STDArm: Transferring Visuomotor Policies From Static Data Training to Dynamic Robot Manipulation

TL;DR

STDArm tackles the challenge of deploying visuomotor policies trained on static data to dynamic mobile robots by introducing a real-time action correction pipeline. The system combines an action manager for high-frequency control, a lightweight pose-prediction stabilizer, and online latency estimation to compensate for platform motion and perception-action delays. Across multiple arms, platforms, and tasks, STDArm achieves centimeter-level precision and substantial performance gains in dynamic environments, validating its plug-and-play potential and edge-computing feasibility.

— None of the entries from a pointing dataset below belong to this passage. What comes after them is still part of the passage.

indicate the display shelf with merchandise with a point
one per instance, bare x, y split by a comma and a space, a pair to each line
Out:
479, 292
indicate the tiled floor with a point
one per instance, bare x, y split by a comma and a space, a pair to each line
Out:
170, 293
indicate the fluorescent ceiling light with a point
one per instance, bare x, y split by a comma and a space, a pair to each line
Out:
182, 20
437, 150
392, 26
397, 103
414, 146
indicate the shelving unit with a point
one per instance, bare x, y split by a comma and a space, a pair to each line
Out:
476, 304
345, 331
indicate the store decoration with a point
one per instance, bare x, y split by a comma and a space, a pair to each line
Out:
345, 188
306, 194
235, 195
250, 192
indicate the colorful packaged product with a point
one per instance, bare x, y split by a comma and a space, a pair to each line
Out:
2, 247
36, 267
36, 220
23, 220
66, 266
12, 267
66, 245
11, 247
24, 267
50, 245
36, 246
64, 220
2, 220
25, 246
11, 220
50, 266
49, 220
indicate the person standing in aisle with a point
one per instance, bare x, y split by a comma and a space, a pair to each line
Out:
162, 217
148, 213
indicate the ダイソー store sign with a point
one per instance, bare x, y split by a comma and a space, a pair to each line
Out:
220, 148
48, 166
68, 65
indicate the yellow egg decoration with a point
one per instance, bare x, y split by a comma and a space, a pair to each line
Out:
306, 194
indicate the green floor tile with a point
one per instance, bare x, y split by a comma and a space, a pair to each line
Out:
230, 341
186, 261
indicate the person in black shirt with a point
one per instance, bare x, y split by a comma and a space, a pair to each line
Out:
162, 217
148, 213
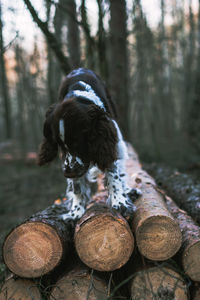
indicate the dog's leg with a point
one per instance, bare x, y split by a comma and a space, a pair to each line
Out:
78, 194
121, 196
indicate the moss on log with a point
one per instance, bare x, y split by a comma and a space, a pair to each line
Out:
37, 246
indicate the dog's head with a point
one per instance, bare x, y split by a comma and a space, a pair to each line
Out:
83, 132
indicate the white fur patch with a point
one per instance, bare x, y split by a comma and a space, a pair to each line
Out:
89, 94
62, 129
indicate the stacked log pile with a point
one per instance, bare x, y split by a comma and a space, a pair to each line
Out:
85, 260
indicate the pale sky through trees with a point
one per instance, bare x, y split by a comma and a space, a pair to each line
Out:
20, 19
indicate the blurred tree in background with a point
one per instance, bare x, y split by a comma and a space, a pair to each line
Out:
152, 71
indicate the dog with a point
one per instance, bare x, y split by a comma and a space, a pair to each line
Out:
83, 126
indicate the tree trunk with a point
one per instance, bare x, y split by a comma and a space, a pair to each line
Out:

This work enables cost-effective migration of static-trained policies to diverse mobile robots, enhancing robustness in real-world manipulation under motion disturbances.

Abstract

Recent advances in mobile robotic platforms like quadruped robots and drones have spurred a demand for deploying visuomotor policies in increasingly dynamic environments. However, the collection of high-quality training data, the impact of platform motion and processing delays, and limited onboard computing resources pose significant barriers to existing solutions. In this work, we present STDArm, a system that directly transfers policies trained under static conditions to dynamic platforms without extensive modifications. The core of STDArm is a real-time action correction framework consisting of: (1) an action manager to boost control frequency and maintain temporal consistency, (2) a stabilizer with a lightweight prediction network to compensate for motion disturbances, and (3) an online latency estimation module for calibrating system parameters. In this way, STDArm achieves centimeter-level precision in mobile manipulation tasks. We conduct comprehensive evaluations of the proposed STDArm on two types of robotic arms, four types of mobile platforms, and three tasks. Experimental results indicate that the STDArm enables real-time compensation for platform motion disturbances while preserving the original policy's manipulation capabilities, achieving centimeter-level operational precision during robot motion.

Figures (8)

• Figure 1: When deploying a policy trained on static data on computationally constrained edge devices, action drift may occur due to delays like inference and execution latency. Our system, STDArm, addresses this by direct rectification of actions, enabling reliable task completion without policy modifications.
• Figure 2: Pipeline of STDArm. Given images and joint state observations, our system first generates a low-frequency action sequence via a policy network. These actions are then passed to action manager, which maintains an action buffer using temporal ensemble and generates high-frequency actions through interpolation. Subsequently, a stabilizer refines the action based on estimated latency and real-time pose predictions to compensate for the motion of the robot platform. Finally, the stabilized action is sent to the robotic arm for precise and stable manipulation.
• Figure 3: By utilizing the pose at action generation, the predicted pose, and the extrinsic parameters between the robotic arm and the pose estimator as inputs, the stabilizer compensates for each action output by the action manager, whether derived from the policy network or interpolation, thereby counteracting platform motion.
• Figure 4: Four experimental configurations we design. Each is equipped with two cameras for observation inputs and a T265 camera for pose estimation. The robotic arms operate independently of the robot platforms, with MT-3DoF, LS-3DoF and UAV-3DoF sharing the same arm.
• Figure 5: We design three tasks of varying difficulty levels and conduct experiments across three experimental configurations.